A l’issue de l’audience, le Tribunal rend soit un jugement d’ouverture de redressement judiciaire, soit un jugement d’ouverture de liquidation judiciaire de l’entreprise qui met fin à son activité selon ce qui a été demandé dans la déclaration de cessation des paiements.

Dans l’hypothèse d’une liquidation judiciaire, le Tribunal mandate alors un liquidateur chargé de mener à bonne fin l’arrêt de l’entreprise en réalisant au mieux ses actifs et en réglant les créanciers, selon un ordre de priorité établi par la loi.

Le liquidateur procède au licenciement des salariés présents dans l'entreprise et leur règle l'ensemble des sommes qui peuvent leur être payées par l'intermédiaire du Fonds National de la Garantie des Salaires (FNGS).

Si le Tribunal estime que le redressement de l’entreprise est possible, il rend un jugement d’ouverture de redressement judiciaire.

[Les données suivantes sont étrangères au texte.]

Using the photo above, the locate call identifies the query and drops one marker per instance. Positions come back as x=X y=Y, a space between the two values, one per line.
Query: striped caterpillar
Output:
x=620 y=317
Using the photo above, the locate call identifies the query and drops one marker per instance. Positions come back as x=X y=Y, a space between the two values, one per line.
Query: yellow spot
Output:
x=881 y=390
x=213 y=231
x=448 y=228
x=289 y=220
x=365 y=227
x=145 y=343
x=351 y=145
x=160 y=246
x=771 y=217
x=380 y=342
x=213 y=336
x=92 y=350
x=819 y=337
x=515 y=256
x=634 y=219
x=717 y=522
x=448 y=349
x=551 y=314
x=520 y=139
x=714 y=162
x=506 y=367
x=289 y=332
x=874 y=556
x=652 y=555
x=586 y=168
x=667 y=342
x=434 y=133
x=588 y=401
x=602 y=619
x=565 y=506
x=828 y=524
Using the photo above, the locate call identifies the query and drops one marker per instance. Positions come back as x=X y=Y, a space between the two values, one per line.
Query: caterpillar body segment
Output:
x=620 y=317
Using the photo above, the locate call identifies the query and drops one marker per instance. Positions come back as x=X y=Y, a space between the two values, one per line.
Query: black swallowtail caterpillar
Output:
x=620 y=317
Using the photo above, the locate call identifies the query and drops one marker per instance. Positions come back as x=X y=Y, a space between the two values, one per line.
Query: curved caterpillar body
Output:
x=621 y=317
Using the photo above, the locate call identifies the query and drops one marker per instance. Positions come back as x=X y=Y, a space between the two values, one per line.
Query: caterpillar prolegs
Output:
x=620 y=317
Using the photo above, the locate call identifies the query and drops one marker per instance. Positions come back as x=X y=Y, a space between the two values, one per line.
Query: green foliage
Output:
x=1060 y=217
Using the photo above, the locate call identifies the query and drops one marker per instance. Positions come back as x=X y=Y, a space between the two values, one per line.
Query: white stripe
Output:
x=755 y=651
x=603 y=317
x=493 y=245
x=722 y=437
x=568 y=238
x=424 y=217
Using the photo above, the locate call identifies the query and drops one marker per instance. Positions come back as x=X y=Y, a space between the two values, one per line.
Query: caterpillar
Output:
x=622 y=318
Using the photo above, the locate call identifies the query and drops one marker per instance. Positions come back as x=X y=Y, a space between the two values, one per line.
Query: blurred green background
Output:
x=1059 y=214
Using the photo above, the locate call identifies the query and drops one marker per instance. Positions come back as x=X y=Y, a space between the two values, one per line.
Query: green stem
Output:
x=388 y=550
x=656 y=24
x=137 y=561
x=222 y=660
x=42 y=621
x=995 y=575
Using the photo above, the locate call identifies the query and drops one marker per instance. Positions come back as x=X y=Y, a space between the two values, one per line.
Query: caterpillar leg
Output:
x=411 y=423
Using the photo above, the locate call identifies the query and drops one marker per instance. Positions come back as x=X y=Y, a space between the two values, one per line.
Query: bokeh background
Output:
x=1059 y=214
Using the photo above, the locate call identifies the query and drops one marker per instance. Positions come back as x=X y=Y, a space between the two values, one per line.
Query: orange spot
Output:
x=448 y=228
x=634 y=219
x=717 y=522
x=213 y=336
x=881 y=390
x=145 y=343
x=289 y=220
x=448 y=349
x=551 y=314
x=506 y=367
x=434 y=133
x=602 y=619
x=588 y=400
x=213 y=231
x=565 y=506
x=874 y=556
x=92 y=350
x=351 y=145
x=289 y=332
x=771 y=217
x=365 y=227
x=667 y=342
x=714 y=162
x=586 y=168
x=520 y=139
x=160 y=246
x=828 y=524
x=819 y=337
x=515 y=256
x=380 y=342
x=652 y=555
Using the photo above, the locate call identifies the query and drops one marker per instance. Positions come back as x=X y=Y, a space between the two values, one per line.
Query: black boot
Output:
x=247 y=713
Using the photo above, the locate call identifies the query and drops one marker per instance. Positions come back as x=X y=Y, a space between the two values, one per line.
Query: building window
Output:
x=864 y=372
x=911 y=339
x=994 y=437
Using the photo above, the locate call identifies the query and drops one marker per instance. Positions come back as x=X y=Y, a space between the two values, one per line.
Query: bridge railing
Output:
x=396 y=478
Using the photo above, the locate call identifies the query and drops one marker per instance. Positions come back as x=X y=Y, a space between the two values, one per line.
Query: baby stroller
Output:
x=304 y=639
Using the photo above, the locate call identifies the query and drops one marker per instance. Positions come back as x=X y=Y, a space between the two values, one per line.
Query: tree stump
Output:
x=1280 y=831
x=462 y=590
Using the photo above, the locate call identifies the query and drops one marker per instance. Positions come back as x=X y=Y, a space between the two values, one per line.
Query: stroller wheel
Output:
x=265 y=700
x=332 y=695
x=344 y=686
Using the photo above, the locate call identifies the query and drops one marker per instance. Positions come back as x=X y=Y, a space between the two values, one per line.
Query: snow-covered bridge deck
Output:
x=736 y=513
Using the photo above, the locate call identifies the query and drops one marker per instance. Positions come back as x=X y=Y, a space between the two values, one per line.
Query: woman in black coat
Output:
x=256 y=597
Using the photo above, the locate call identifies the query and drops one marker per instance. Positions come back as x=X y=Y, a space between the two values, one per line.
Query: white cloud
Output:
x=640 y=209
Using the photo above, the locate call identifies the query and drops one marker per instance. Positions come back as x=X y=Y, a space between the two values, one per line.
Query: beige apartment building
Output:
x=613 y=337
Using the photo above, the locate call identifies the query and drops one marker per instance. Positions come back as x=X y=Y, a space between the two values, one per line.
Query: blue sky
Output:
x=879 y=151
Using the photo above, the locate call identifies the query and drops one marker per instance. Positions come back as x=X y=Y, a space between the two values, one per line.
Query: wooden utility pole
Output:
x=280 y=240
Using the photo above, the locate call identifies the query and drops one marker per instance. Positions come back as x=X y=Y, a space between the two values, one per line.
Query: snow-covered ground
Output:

Celui-ci ouvre une période d’observation d’une durée variable allant de 2 à 6 mois, pendant laquelle l’activité est poursuivie. Cette période, qui peut être prolongée jusqu’à 18 mois (sur requête du Procureur de la République) est mise à profit pour étudier les perspectives de redressement de la société.

Le Tribunal peut mandater un administrateur, dont la mission sera soit d’assister, soit de surveiller, soit d’administrer totalement la société, et nomme un mandataire judiciaire chargé des intérêts de l’ensemble des créanciers.

Le redressement aboutit à un plan de continuation de l’entreprise avec un remboursement des dettes échelonnées, ou à un plan de cession avec la vente de l’entreprise à un repreneur.

Si le redressement s'avère impossible en cours de période d'observation, le Tribunal prononce la liquidation judiciaire de l'entreprise.

L’ouverture de la procédure fait l’objet d’une mention au Registre du Commerce et des Sociétés, d’une insertion au BODACC (Bulletin Officiel des Annonces Civiles et Commerciales) ainsi que dans un journal d’annonces légales, afin d’avertir les créanciers et les tiers.

Ces deux procédures ont pour effet commun de geler les poursuites contre l’entreprise. Elles se déroulent sous la direction et la surveillance d’un juge-commissaire, nommé par le Tribunal, qui veille au bon déroulement de la procédure.